Figures released on the opening day in Cork yesterday of the massive I Wish STEM showcase for female second-level students showed that almost half of the teenagers who attended last year’s event were persuaded to change their minds afterwards and pick STEM subjects for the leaving cert.
“And we’re really proud of that,” said I Wish co-founder, Caroline O’Driscoll.
Niamh Crowley, a student at St Angela’s College, said attending the event and meeting female role models was inspiring.
“There is a stereotype that STEM is only for boys. But that is 100% wrong, because if you have a goal, and you put your mind to it, you can definitely achieve it,” she said.
The school’s TY co-ordinator, Sinead O’Donovan, said I Wish provides students with an invaluable opportunity to see the possibilities and potential, which would enable them to make informed subject choices.
Ms O’Driscoll accepted that more needs to be done to ensure that the tide turns fully on the entrenched stereotypical attitudes towards girls and STEM subjects and careers.
“Less than 25% of the STEM workforce are women and that hasn’t changed in about 10 years. It’s glacial,” she said. “We also see it at leadership level, so there are problems. But I have seen the dial change. We are talking about it more, and we need to see it coming through in the numbers.
“But we have been able to prove that if a girl attends three or more extra curricular STEM events, she’s 30% more likely to chose two STEM subjects to leaving cert. We are giving these girls the opportunity to see what it’s like to work in STEM. We’re about presenting the choices, and letting them choose.”
More than 5,000 female transition-year students, and 272 teachers from 133 schools from 19 counties will attend the I Wish event which finishes in Cork today, and will take place in Dublin’s RDS next Monday and Tuesday. Attendees heard talks from female role models working in Facebook, Google, Twitter, J&J, and Arup.
Jacqueline Elebert, an advertising operations specialist at Twitter’s European headquarters in Dublin, urged students to be open-minded: “My advice to students is to be open to learning, to working hard, and don’t limit yourself.”
Stryker, Dell EMC, Johnson & Johnson were among those with stands at the event, which also featured, for the first time, a teacher zone to help teachers make STEM subjects more interesting.

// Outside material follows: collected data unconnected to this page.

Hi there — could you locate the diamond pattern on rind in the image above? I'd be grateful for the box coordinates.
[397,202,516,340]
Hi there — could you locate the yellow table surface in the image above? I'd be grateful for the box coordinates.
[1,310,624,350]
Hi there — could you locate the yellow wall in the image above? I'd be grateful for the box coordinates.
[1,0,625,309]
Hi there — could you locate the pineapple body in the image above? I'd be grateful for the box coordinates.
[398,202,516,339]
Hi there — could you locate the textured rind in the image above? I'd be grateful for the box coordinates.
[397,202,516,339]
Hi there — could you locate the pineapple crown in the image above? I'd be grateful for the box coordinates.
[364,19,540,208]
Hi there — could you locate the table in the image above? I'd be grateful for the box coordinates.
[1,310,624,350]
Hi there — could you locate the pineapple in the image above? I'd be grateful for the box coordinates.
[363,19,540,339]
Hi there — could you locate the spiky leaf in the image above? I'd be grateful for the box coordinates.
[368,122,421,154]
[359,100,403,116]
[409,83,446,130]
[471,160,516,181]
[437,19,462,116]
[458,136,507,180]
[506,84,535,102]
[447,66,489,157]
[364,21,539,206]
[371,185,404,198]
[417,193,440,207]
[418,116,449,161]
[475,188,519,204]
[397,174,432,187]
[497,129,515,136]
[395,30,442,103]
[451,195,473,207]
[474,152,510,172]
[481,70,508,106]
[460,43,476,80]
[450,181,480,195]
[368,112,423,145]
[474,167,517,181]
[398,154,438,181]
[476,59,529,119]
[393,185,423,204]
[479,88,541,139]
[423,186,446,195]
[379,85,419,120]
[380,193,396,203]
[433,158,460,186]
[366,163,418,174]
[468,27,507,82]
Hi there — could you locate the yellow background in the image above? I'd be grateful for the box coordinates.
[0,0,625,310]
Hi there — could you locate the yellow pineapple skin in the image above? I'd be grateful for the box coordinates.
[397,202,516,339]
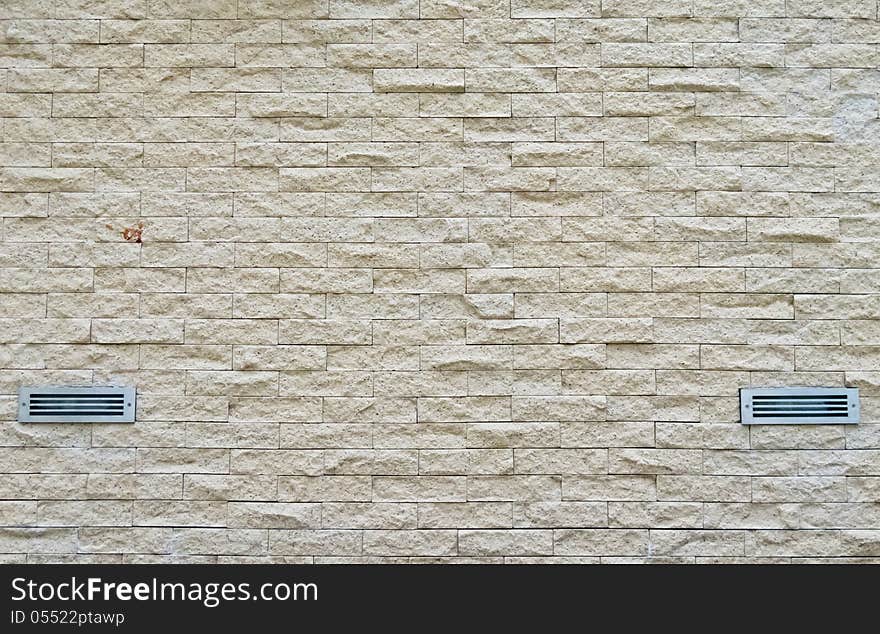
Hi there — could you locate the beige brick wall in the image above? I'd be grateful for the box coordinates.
[1,0,879,563]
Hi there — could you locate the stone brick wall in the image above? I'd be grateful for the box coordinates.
[1,0,879,563]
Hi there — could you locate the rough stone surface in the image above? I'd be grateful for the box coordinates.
[1,0,878,562]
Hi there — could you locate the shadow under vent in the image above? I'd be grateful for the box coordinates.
[18,386,136,423]
[740,387,859,425]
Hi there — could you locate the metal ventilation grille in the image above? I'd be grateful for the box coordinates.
[740,387,859,425]
[18,386,136,423]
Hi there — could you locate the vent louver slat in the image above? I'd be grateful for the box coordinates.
[740,387,859,425]
[18,386,136,423]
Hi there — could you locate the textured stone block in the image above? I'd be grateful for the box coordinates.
[554,528,647,556]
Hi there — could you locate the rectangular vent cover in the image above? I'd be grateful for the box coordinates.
[18,386,136,423]
[740,387,859,425]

A survey last year found that 94% of students are influenced by how a subject is taught, with 75% of teachers saying they would like more STEM training. Ms O’Driscoll said providing the teachers with support would not just inspire their current students, but future students too.
I Wish was set up in Cork in 2015 by Ms O’Driscoll, a tax partner at KPMG, solicitor Gillian Keating, and Ruth Buckley, head of IT at Cork City Council. The initiative has won several awards for inspiring female students to pursue careers in STEM.